The real challenge for many such businesses is that they are often in city centres, places many of us have lost a habit of visiting. Footfall may return, but it will take time. So let me make one positive prediction: we will see a rise in intriguing new ventures by young chefs in the suburbs. As restaurateur Jeremy King put it recently in an interview with the Big Hospitality website: “There are going to be an awful lot of empty spaces… and I’m hoping they will give all the amazing new chefs and restaurateurs the chance to do something.” I’m already hearing that rents outside city centres have plummeted due to a lack of demand.

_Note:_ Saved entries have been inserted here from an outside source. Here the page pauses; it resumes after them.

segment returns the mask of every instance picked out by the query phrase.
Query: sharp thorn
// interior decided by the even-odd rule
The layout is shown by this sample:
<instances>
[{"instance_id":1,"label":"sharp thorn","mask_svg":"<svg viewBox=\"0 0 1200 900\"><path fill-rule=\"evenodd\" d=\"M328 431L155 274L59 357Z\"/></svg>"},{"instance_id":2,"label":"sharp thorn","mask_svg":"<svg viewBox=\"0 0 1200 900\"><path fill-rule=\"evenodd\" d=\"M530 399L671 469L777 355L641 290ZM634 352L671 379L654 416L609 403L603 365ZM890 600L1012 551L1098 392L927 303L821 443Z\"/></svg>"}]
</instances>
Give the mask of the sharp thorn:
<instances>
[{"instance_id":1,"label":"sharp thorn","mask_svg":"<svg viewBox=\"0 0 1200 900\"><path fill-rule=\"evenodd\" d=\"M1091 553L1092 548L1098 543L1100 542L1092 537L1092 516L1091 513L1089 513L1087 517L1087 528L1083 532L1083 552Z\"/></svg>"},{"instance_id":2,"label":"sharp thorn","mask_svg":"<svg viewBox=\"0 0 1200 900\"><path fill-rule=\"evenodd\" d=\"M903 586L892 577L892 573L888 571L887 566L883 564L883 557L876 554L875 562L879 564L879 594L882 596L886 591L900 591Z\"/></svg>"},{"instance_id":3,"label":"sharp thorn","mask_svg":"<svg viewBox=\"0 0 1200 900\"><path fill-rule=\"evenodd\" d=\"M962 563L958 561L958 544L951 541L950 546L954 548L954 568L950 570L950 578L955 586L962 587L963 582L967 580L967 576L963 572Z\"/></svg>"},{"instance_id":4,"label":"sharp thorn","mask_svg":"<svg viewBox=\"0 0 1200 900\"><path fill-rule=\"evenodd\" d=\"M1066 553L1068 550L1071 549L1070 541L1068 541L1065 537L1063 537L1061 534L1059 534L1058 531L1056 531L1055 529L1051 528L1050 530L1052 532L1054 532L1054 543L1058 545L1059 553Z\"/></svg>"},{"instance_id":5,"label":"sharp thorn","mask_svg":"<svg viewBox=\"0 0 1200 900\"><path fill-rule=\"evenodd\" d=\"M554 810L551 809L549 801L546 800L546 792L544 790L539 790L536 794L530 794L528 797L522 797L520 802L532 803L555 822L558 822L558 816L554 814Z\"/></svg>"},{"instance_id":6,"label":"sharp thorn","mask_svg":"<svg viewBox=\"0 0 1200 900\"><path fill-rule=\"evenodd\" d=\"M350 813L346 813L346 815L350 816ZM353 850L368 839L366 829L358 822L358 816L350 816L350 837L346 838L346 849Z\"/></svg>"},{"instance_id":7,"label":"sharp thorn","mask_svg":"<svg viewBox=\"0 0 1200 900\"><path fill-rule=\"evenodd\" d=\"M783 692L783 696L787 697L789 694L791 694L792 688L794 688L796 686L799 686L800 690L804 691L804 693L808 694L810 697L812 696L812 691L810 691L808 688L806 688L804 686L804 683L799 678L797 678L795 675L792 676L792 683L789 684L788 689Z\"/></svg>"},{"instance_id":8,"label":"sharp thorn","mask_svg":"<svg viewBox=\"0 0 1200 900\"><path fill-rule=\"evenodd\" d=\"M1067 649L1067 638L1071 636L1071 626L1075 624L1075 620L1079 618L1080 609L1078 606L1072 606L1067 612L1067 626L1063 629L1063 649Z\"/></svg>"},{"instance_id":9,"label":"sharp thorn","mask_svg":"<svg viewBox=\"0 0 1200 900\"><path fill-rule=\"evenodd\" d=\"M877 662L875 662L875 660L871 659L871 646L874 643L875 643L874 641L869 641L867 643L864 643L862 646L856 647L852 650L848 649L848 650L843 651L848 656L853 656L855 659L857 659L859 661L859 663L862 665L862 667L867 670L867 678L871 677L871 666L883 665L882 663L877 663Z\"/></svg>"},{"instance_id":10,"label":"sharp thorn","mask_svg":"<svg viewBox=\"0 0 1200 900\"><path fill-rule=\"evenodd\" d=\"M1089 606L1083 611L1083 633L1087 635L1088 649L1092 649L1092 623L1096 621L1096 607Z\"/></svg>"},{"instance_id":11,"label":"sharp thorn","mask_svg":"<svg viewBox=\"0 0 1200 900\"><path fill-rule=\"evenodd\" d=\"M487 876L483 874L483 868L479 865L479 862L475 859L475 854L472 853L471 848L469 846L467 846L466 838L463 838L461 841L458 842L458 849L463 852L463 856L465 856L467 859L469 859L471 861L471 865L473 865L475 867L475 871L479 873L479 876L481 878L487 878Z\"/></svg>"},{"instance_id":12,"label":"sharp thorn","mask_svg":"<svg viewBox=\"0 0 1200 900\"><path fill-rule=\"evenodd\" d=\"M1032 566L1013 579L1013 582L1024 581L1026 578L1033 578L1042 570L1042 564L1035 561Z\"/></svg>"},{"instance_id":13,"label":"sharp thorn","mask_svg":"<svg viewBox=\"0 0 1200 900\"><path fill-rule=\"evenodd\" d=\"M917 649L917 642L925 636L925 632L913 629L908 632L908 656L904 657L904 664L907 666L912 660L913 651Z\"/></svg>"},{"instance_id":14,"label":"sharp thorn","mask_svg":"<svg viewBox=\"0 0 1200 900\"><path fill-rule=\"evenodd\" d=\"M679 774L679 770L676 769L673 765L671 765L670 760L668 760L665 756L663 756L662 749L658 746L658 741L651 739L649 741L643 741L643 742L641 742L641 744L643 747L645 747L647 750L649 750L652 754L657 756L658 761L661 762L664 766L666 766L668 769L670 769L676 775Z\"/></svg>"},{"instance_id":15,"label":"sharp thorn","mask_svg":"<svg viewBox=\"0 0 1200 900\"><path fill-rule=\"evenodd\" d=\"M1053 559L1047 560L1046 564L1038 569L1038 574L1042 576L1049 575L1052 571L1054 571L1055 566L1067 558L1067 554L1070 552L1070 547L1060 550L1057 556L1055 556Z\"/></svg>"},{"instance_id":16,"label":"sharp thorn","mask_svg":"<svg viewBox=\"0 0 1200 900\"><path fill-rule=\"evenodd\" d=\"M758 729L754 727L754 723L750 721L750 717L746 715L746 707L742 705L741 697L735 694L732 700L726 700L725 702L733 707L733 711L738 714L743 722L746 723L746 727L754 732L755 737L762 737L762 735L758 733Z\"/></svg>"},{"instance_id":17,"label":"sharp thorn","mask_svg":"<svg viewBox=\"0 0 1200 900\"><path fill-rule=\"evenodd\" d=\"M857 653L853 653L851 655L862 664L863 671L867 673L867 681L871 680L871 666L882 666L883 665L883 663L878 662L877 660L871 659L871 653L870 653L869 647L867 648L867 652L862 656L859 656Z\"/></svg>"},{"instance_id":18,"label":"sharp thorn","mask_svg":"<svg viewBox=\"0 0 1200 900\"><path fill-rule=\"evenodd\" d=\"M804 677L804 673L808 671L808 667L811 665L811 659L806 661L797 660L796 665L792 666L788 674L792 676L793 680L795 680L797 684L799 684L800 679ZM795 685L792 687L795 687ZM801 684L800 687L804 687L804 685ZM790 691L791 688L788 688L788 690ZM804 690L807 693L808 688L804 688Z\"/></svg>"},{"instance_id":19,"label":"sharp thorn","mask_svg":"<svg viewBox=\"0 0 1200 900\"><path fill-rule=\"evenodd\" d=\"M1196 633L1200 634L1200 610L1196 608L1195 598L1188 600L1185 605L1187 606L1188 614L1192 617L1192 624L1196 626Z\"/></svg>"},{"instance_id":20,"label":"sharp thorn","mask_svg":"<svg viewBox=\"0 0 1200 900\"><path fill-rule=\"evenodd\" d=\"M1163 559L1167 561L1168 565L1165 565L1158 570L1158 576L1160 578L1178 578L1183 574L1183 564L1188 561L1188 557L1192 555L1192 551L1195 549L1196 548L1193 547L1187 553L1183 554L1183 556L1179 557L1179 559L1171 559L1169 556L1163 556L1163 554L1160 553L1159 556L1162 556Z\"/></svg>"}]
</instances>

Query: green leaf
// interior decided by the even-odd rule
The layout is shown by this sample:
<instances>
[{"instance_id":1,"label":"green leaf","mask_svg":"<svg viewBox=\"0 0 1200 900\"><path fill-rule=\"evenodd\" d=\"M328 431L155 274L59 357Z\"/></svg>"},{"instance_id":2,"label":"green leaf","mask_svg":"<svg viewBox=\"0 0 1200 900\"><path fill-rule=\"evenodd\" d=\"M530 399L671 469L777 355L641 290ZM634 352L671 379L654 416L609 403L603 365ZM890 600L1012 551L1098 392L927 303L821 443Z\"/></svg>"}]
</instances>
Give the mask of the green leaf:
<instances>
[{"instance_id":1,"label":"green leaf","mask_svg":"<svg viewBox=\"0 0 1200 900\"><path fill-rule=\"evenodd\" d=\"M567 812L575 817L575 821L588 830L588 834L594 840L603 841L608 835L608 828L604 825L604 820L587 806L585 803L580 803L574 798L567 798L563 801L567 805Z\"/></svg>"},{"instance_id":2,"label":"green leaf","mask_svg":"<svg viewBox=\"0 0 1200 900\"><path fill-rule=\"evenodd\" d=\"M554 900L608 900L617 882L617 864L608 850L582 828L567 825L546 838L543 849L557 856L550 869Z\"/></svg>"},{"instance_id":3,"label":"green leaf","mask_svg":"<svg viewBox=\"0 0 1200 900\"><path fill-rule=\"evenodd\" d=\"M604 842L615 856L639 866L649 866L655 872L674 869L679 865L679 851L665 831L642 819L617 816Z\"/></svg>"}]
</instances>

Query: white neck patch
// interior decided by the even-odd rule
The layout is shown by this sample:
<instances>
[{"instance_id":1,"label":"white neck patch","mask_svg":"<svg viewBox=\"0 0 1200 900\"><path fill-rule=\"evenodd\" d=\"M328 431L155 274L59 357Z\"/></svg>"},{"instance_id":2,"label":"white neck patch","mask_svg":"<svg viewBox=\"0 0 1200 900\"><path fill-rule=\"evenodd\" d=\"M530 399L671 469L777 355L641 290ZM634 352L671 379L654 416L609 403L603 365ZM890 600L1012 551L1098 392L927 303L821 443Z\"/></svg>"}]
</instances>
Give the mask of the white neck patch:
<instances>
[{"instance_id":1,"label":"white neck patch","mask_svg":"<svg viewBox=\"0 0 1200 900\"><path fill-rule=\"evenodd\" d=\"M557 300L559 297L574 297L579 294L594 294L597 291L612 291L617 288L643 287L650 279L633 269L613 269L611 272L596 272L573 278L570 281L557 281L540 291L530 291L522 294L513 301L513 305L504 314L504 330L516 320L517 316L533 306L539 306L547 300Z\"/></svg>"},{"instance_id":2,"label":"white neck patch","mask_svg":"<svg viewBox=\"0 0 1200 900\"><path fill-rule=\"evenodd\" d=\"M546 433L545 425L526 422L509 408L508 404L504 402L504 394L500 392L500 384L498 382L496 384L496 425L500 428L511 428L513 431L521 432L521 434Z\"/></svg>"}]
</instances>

I don’t know what any of them will be, but here are some new ventures that are definitely upcoming in 2021. Sam and Georgie Pearman, who already run two food pubs, will reopen the Double Red Duke in the Oxfordshire village of Kelmscott, with the assistance of Richard Turner, a veteran of Pitt Cue and Hawksmoor. Expect a charcoal grill working overtime and a killer steak and kidney pudding with oyster and bone marrow gravy. And you can’t keep Mark Hix down for long. He’s reopening the Fox Inn at Corscombe, Dorset, a sister business to his Oyster and Fish House at Lyme Regis. He’s promising rabbit brawn with piccalilli and a gamekeeper’s hotpot.
Graeme Cheevers, who won a Michelin star while head chef of the Isle of Eriska Hotel, says he’s hoping to do it again at Unalome in Glasgow on what was the Sisters restaurant. Chef Emily Scott will see her pop-up at the Watergate Bay Hotel in Cornwall go permanent from March with a seafood and plant-based menu, including the likes of roasted scallops with truffle butter, and buffalo mozzarella panna cotta with basil and tomatoes. And back in London there’s a brave plan to relaunch the once legendary Langan’s Brasserie.
It’s a random selection, but proof that, despite it all, there remains a willingness to try. That’s a cause for optimism. Because restaurants don’t just feed us and bring us together. As well as providing serious careers, the hospitality industry has historically been a source of mass employment. It provides temporary jobs for people working on other things: students paying their way through university, actors between jobs, painters struggling over their art. Restaurants, hotels and pubs are part of an economic web that helps underpin our very cultural life. There are many reasons why we need the hospitality industry to fight its way back to good health in 2021; a good dinner is only one of them.